Capital TV
- Country: United Kingdom
- Broadcast area: Cardiff

Programming
- Picture format: 4:3 SDTV

Ownership
- Owner: Capital TV Ltd.

History
- Launched: September 2005
- Closed: 2008

Availability

Terrestrial
- Analogue UHF: Channel 49

= Capital TV (Cardiff) =

Local TV channel in Cardiff, Wales

Capital TV was the first local television channel covering Cardiff, the capital of Wales. The station broadcast exclusively on analogue television throughout its existence. The company was liquidated in 2010 after not securing a Freeview licence. The channel was led by Colin Voisey of Media4Creative, formerly head of film at HTV.

==History==
The company was incorporated on 28 April 1998. By 2003, the channel was training staff for the possibility of a launch, with 24-year old Rahim Mustafa producing programmes to air if the channel was set to open.

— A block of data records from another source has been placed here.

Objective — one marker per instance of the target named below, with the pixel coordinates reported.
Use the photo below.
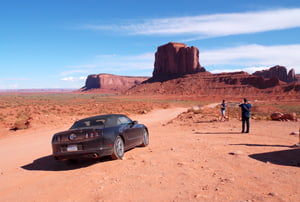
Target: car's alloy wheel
(118, 151)
(145, 139)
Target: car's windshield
(93, 122)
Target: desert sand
(200, 161)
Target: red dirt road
(210, 161)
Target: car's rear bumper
(61, 154)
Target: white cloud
(252, 57)
(74, 79)
(212, 25)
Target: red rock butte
(174, 60)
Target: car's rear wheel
(145, 138)
(118, 150)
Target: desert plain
(192, 156)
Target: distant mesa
(174, 60)
(112, 82)
(177, 71)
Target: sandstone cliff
(111, 82)
(230, 85)
(173, 60)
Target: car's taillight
(57, 138)
(92, 134)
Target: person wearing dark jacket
(245, 107)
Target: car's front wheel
(145, 138)
(118, 150)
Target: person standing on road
(223, 110)
(245, 107)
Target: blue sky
(58, 43)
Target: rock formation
(112, 82)
(236, 84)
(279, 72)
(173, 60)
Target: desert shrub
(22, 120)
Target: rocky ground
(191, 157)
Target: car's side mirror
(134, 122)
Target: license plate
(72, 147)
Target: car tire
(118, 149)
(145, 138)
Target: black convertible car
(103, 135)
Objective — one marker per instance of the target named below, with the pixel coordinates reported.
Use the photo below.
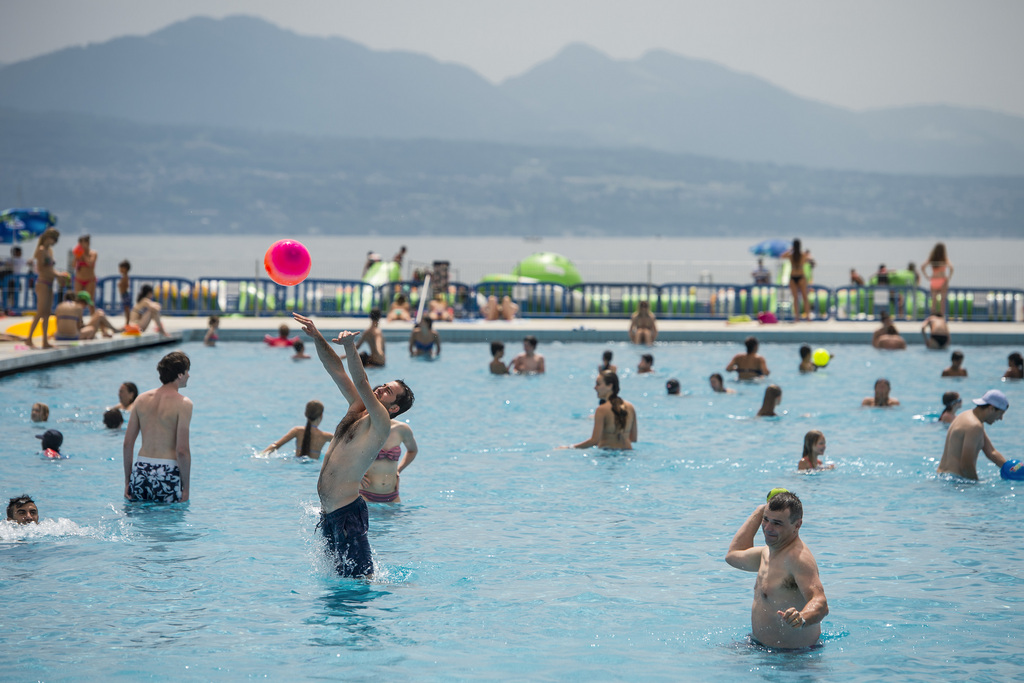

As early as 12 September 2005 it was already broadcasting with relays of QVC and Sky News and old films in the public domain. Colin Voisey was appointed director of the channel on 26 April 2006.Regular service started in November 2005 and provided coverage of local events.

Ofcom revoked its licence in March 2009. As there was no bid for a Freeview licence, the first round of local television licences was granted in 2012; the winner was Cube Interactive.